My nerves rocket, my vision narrows, and I’m suddenly dizzy. My mouth pools with saliva and my lungs struggle to take in air. I’m a terrified child once again. Adult Emery fades away, all my confidence and strength that I’ve built is shattered. I’m powerless in her presence, always have been, always will be.

“No,” I say, backing away.

“Emery. I just want to talk.”

“Go the fuck away,” I mutter and press into August. He’ll keep me safe. He has before. He can now, even if he doesn’t love me back.

But I’m used to that. No one has ever really loved me.

And my mom sure as fuck doesn’t. I have decades’ worth of proof to back that up.

“I’m so sorry, bae. I’d just really love to talk,” she says andthat voice. Why won’t she stop talking? I gag as I peek over and nearly unload my lunch all over the sidewalk because she has her hands raised like she’s trying to approach a wild animal. Like I’m the dangerous one. Like she’s harmless.

I know better.

I know what she can do.

“Get the fuck away!” I shout and stumble backwards on the sidewalk.

Have to run. Have to get away.

Can’t let them catch me.

Don’t stop. Run.

And then my feet are moving.

“Em!” a voice shouts from behind as me I bolt down the street, but I don’t stop. I can’t stop. I run for blocks. I run until it hurts. A sharp pain lances up my chest and I wheeze as I struggle to catch my breath. I can’t last much longer. I need a break but I can’t will my legs to stop pumping.

A hand shoots out and I’m pulled against a strong body.

I wrench my arm back, elbowing them in the stomach.
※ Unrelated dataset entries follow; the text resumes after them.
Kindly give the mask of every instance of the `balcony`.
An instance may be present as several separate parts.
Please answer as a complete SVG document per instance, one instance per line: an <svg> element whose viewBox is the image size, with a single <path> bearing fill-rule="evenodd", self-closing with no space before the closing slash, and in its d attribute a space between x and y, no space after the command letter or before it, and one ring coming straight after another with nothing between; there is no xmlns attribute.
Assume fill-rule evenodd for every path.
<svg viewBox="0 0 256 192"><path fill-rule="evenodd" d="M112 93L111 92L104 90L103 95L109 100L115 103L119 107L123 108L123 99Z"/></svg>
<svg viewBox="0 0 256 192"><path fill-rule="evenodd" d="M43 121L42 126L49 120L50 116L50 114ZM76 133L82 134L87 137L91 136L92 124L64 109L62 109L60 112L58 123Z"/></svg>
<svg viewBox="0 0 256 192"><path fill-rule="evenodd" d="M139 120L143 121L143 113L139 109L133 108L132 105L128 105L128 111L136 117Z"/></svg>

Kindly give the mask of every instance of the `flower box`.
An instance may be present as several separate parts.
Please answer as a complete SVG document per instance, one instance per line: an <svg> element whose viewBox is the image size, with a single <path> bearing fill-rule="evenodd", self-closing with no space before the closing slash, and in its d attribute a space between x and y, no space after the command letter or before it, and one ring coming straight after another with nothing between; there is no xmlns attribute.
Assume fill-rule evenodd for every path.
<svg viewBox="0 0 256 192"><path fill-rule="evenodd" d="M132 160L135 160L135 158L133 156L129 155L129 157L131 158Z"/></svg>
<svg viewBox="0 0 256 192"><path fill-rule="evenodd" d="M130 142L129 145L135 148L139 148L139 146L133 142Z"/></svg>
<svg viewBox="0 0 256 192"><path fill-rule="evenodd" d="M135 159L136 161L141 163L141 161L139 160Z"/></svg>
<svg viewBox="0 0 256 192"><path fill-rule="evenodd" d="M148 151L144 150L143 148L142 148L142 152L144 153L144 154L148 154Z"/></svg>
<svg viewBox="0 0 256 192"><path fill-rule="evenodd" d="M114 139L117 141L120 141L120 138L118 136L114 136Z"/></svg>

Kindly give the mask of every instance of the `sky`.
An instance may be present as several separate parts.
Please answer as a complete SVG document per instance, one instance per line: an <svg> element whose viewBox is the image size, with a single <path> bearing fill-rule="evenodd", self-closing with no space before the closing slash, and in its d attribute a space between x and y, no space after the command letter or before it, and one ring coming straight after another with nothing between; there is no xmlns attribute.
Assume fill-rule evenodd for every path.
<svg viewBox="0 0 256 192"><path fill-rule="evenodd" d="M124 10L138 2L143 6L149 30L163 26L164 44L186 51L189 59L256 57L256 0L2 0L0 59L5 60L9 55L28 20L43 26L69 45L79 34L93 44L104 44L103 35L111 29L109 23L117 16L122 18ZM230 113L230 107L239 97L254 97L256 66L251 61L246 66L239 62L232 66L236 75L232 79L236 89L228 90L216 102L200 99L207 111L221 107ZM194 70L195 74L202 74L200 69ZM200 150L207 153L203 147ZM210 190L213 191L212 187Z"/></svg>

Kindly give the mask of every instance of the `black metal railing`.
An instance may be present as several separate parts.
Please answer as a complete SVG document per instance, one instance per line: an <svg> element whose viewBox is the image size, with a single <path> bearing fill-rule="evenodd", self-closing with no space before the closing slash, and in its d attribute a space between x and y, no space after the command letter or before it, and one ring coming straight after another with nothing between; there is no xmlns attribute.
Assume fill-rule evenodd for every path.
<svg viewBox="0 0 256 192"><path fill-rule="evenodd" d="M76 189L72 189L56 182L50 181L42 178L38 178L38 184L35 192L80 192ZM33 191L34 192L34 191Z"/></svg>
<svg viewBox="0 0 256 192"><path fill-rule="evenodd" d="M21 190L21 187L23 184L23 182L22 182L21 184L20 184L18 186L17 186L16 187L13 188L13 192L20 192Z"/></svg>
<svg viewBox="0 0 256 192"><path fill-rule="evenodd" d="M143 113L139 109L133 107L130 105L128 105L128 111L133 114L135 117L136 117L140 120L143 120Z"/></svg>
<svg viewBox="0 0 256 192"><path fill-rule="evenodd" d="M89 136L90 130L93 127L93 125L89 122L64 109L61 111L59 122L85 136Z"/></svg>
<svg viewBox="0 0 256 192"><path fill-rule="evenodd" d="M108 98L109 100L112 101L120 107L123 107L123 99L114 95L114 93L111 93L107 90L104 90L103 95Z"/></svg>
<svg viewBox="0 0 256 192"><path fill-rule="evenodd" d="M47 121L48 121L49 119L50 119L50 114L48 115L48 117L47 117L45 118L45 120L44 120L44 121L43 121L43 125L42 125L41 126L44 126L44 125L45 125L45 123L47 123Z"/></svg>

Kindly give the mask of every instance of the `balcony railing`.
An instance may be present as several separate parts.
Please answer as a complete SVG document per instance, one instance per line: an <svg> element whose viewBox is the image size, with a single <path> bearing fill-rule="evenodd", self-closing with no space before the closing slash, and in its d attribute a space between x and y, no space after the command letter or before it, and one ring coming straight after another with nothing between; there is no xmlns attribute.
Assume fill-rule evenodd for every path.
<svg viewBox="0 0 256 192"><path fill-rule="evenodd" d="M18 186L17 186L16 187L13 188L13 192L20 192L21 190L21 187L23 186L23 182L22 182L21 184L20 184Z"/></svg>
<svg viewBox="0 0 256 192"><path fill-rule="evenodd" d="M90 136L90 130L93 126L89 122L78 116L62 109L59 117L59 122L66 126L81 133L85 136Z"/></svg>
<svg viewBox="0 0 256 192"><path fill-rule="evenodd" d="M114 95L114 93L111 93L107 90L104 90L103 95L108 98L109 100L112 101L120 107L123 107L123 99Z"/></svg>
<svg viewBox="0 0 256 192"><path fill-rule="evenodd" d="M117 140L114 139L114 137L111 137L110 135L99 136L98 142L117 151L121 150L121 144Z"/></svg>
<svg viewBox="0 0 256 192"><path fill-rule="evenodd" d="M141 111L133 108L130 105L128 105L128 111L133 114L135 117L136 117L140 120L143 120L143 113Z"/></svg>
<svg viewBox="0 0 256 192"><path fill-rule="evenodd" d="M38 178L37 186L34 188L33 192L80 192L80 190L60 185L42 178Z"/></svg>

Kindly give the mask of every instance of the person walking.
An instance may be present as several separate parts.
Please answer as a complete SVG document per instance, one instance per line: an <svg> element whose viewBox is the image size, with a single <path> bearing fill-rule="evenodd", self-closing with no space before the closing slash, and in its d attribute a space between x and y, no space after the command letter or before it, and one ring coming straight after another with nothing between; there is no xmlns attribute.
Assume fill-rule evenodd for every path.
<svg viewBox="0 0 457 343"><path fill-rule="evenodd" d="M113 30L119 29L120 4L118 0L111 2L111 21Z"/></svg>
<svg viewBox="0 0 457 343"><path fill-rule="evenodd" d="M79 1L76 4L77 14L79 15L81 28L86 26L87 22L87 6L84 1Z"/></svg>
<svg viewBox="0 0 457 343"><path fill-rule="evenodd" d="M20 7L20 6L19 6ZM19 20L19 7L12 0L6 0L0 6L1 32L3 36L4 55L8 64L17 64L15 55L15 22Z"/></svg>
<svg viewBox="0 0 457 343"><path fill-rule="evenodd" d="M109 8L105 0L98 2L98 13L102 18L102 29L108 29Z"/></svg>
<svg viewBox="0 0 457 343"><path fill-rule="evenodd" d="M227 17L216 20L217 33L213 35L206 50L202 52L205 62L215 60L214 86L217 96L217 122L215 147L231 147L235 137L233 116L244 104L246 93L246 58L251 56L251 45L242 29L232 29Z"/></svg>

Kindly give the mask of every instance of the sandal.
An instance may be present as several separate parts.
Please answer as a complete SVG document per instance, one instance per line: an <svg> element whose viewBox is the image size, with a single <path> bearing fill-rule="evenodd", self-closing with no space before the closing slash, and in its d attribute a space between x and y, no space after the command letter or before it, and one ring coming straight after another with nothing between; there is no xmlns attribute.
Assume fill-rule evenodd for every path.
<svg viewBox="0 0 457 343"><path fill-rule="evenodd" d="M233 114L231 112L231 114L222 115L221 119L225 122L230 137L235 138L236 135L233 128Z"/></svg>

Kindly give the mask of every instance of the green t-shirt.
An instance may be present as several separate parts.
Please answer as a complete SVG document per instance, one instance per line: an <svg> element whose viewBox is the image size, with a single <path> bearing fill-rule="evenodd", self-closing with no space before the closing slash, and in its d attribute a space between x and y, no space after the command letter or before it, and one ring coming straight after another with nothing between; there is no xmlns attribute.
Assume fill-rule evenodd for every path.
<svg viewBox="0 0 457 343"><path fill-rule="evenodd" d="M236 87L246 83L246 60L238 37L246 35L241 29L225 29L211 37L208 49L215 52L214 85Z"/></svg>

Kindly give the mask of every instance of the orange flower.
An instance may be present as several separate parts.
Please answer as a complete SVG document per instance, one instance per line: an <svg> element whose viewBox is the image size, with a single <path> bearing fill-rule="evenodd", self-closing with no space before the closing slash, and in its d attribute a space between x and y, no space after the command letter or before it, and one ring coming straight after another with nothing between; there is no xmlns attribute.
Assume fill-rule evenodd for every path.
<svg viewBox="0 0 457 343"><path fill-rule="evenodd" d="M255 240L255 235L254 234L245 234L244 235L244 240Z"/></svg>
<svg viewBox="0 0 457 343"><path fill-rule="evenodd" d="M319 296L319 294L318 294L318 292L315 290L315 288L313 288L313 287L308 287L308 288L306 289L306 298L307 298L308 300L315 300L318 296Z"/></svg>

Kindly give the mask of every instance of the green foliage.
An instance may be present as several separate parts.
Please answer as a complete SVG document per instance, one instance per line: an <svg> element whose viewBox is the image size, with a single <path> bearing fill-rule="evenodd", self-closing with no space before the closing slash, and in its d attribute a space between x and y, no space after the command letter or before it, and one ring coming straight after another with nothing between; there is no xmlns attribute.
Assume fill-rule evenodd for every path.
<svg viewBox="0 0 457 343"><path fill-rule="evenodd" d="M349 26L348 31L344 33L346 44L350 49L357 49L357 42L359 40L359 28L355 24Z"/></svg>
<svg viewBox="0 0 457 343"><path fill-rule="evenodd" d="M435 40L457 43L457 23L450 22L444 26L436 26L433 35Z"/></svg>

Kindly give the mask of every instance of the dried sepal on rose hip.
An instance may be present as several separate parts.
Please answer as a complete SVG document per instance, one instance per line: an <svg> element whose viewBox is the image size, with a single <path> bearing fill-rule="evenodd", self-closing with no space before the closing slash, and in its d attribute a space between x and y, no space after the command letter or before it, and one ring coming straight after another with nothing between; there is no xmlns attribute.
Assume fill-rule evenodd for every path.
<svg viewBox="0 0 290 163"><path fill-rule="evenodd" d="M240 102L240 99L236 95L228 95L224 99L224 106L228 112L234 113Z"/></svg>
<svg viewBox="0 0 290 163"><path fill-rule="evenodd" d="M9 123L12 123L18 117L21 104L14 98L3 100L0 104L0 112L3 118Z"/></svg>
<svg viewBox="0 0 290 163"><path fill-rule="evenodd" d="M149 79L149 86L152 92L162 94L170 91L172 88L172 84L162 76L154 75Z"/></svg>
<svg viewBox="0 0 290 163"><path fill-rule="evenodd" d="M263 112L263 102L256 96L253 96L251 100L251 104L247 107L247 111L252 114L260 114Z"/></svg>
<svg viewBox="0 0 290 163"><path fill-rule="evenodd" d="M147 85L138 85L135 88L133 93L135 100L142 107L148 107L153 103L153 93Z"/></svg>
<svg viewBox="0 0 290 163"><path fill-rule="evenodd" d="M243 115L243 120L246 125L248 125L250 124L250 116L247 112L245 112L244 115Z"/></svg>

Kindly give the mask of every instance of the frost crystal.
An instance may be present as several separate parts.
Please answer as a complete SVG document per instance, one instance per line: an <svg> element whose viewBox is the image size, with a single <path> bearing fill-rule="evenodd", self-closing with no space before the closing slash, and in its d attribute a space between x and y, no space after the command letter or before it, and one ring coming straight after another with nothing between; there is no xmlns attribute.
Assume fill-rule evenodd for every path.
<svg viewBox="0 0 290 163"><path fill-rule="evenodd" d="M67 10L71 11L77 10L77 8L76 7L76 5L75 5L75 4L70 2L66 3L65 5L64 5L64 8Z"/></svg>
My feet kick out in front of me, and I grunt.

“Em.”

That voice.

It’shisvoice.

I go limp in his arms, still panting from the exertion.

“Em, baby, I’ve got you,” August says, wrapping me tighter into him. “You’re okay, you’re safe.”

His name slips from my mouth and then I spin around and clutch onto his shirt, an agonized sob bursting from me.

“Oh fuck,” I cry as he holds me against him, his hand in my hair, the other rubbing up and down my back.

“She’s gone, baby. She’s gone. You’re safe.”